I was spading up sod to put in a flower bed and the quarter was only about 4 - 6" under ground. House was built in 1928, so it likely was at least 10 yrs old when it fell out of someone's pocket in the yard, possibly during the building of the house when the ground was all torn up. but- you never know how many transofromations the yard has undergone. It could have been later than that, or even earlier than that, when the land was vacant, but during the building of the house seems most logical.
I LOVE pondering the history of these little treasures!
Pays to do your own yard work and do it by hand :-)
This kind of neat stuff is what keeps us DIYers going when we want to throw in the towel LOL. My contractor found a neat old tobacco tin up over in the 10' ceiling when he was cutting holes for the kitchen recessed lighting; probably a lazy framer or plaster man stuck it up there rather than bring it down to the trash.
A friend who owns a gorgeous house ca 1910 has heard a legend that there is a rare bottle of brandy hidden in her walls somewhere by the original owner. Could be true, but without more specifics, it's not worth tearing out all the old plaster and lath!

TracyK's picture

(post #52087, reply #20 of 139)

That is so cool! :-)


"I really do not know that anything has ever been more exciting than diagramming sentences."
                                                            --Gertrude Stein

Heather's picture

(post #52087, reply #21 of 139)

What a great find! The only things I ever discover are little cars and toys that my kids left after playing in the dirt 25 or 30 years ago.

msm-s's picture

(post #52087, reply #22 of 139)

Those are treasures too!

Heather's picture

(post #52087, reply #23 of 139)

They bring back happy memories, that's for sure.

MadMom's picture

(post #52087, reply #24 of 139)

I think that's great.  My dad had a horrible habit of burying money around his house, and when my Mom sold it, AntiCook and I found several stashes, but I would be willing to bet there's more.  Wonder if I would get shot if I were found digging up someone else's yard?  Probably!



Not One More Day!
Not One More Dime! Not One More Life! Not One More Lie!
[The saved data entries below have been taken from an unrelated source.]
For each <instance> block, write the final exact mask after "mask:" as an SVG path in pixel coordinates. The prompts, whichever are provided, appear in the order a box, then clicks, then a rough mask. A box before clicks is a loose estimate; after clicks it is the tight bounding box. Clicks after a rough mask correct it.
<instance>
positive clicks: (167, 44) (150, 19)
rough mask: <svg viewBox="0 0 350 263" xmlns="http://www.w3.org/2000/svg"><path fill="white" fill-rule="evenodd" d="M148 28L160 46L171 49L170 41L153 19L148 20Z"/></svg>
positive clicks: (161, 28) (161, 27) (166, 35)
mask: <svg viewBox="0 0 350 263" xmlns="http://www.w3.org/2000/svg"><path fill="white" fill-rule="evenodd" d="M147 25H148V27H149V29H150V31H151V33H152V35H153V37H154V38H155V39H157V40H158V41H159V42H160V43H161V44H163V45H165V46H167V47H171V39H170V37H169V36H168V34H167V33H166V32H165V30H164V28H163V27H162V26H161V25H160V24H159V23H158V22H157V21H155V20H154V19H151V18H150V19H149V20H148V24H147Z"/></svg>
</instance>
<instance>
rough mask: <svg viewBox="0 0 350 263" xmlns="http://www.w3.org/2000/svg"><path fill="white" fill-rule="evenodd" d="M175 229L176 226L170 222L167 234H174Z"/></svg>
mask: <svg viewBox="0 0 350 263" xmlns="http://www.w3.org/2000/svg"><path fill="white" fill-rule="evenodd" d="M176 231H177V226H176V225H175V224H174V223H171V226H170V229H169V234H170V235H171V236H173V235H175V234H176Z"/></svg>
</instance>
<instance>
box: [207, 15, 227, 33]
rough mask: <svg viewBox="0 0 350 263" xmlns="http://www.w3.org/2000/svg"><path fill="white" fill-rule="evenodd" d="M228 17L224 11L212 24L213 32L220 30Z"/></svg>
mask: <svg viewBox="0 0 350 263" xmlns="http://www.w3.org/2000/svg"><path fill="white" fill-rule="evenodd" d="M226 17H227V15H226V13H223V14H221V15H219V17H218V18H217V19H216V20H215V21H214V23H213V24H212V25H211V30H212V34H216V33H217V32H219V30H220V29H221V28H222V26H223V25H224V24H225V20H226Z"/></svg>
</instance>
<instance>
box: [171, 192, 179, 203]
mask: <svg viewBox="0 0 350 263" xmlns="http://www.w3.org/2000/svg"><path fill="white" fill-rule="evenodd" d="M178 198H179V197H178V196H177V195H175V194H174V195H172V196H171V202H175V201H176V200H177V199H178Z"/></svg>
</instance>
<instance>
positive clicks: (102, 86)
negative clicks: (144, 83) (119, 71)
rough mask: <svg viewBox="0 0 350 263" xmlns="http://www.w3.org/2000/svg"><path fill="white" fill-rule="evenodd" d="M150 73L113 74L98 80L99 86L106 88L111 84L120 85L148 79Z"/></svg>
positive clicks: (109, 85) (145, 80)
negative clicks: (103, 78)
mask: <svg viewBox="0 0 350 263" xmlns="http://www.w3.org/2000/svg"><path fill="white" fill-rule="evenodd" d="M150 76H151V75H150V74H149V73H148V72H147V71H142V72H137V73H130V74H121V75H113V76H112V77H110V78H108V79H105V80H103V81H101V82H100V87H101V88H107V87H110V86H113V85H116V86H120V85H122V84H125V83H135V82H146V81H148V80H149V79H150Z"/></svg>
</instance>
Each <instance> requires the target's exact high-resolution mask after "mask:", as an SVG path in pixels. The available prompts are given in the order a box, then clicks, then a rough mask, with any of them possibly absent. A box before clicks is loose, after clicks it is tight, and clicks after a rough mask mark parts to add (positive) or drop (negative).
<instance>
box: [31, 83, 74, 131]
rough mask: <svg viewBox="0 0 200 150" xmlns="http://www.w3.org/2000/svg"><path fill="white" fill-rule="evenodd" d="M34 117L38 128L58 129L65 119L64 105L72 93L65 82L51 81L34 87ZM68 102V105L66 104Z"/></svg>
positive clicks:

End the Occupation of Iraq -- Bring the Troops Home Now!

And Take Care of Them When They Get Here!

msm-s's picture

(post #52087, reply #25 of 139)

Pretend you're from one of those DIY network landscape ambush shows and offer to redo their yard ;-)

MadMom's picture

(post #52087, reply #26 of 139)

Hmmmm...there's an idea.  After I dig it all up, whether I find anything or not, I could just disappear.  Say I'm going to the corner for a pack of cigarettes, LOL.



Not One More Day!
Not One More Dime! Not One More Life! Not One More Lie!

End the Occupation of Iraq -- Bring the Troops Home Now!

And Take Care of Them When They Get Here!